株式会社ソリッドラボ代表 黒田悠生さんと考える「ファッションとファブからのインクルーシブアプローチ」/ INTERVIEW

株式会社ソリッドラボ代表 黒田悠生さんと考える「ファッションとファブからのインクルーシブアプローチ」/ INTERVIEW

目次

2022年1月29日(土) に、福井県福井市にあるTONKAN terrace(トンカンテラス)にて「トークセッション&試着会」が開催されました。テーマは「ファッションとファブからのインクルーシブアプローチ」。 今回、会場に来場された田中耿さんの視点で、トークセッションの内容をまとめていただいたので、掲載させていただきます。

このイベントについて

当初、TONKAN terrace(トンカンテラス)を運営する黒田さんのお父さんが車いすユーザーというつながりで、ここ「TONKAN terrace」が今回のイベント会場となったのだと思っていましたが、実際は両社の仕組みや考え方、目指すものに共通点があるからこその開催だとわかりました。

質疑応答も活発で、予定時間を超えてトークセッションは終了。
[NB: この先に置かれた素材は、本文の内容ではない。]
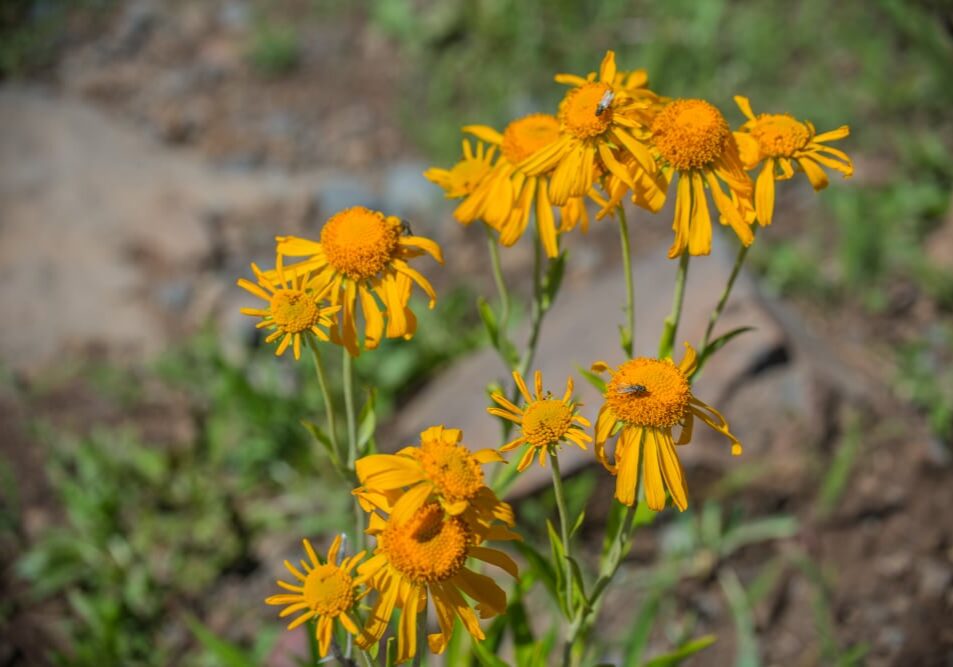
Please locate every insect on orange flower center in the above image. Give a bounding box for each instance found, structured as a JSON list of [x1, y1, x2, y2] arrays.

試着の際に話すだけだと聞けなかったであろう、経緯や理念、野望の細かいところまで知ることができ、共感がより広がったのではないでしょうか。

トークセッション後、来場者の多くが試着。その場で購入を決める人もいました。実際に私も試着し、障がいの有無に関係なく誰にとっても着やすい服であることを実感しました。 これからの1年後、2年後、両社がどのように理想へと近づいていくのか、応援しつつ見守りたいと思います。

トークセッションのカバー写真

トークセッション

得意なものづくりで人の集まる地域の交流拠点を

黒田:
「TONKAN terrace」の代表、黒田です。これまでは完全に趣味でやってましたが、3日前に法人化して、株式会社ソリッドラボのTONKAN terrace 事業部みたいな位置付けになりました。では、設立の経緯なども含めてお話したいと思います。
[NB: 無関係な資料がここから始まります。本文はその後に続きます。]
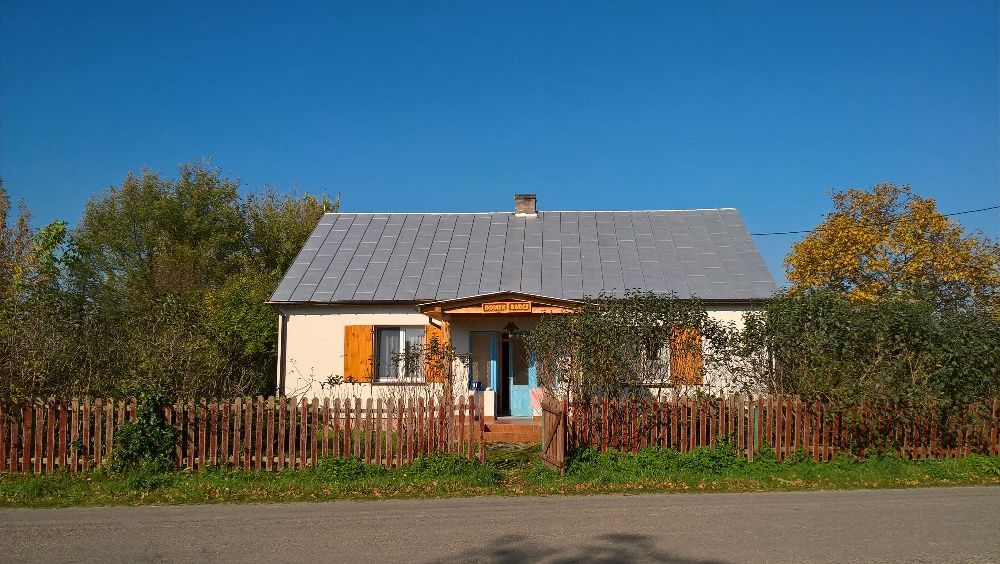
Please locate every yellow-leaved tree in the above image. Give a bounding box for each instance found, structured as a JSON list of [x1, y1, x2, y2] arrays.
[[785, 183, 1000, 311]]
うちの祖父は建具職人で、会場内に立てかけてある戸やふすまといった建具を作っていました。僕が小さい頃は、ここからカンナで削る音やトントンカンカンという音が常に聞こえていました。そういう経緯もあってか、僕はものづくりが好きです。また、長男として黒田家を継ぐようにずっと言われてきたこともあり、福井にあるものづくりの会社に就職しました。

僕の父は車いす生活を送っていて、母が自宅でつきっきりで介護しています。昔はキャンプや自転車で出かけることが好きな父でしたが、障がいをおってからは家から出られないような生活になり、それを介護する母もあまり出られないという感じでした。
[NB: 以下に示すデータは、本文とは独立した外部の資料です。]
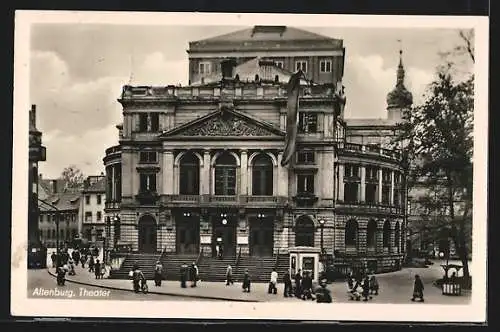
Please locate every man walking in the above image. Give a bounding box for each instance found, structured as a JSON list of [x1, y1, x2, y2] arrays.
[[411, 274, 425, 302], [283, 269, 293, 297]]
当時、僕は東京で家族4人で暮らしていました。この場所が空いていることに気づいて、好きなものづくりをベースとした、地域とつながる場所を福井につくりたいと考えました。
うちの父と母が外に行かなくても人がここに来て交流できる、地域の人とつながれる場所。僕が得意なものづくりで、人が来るような拠点をつくりたいと思ったんです。

トントンカンカンと音がして、外に開いた場所ということから「TONKAN terrace」と名付けました。

今、絶賛機材購入中です。ここにある3Dプリンター、あそこにかかかっているレーザーカッター、昨日買ったデジタルミシン、そして祖父が使っていたノコギリやノミといったものを使って木工からデジタルなものまで、ものづくりができるような場所にしたいと思っています。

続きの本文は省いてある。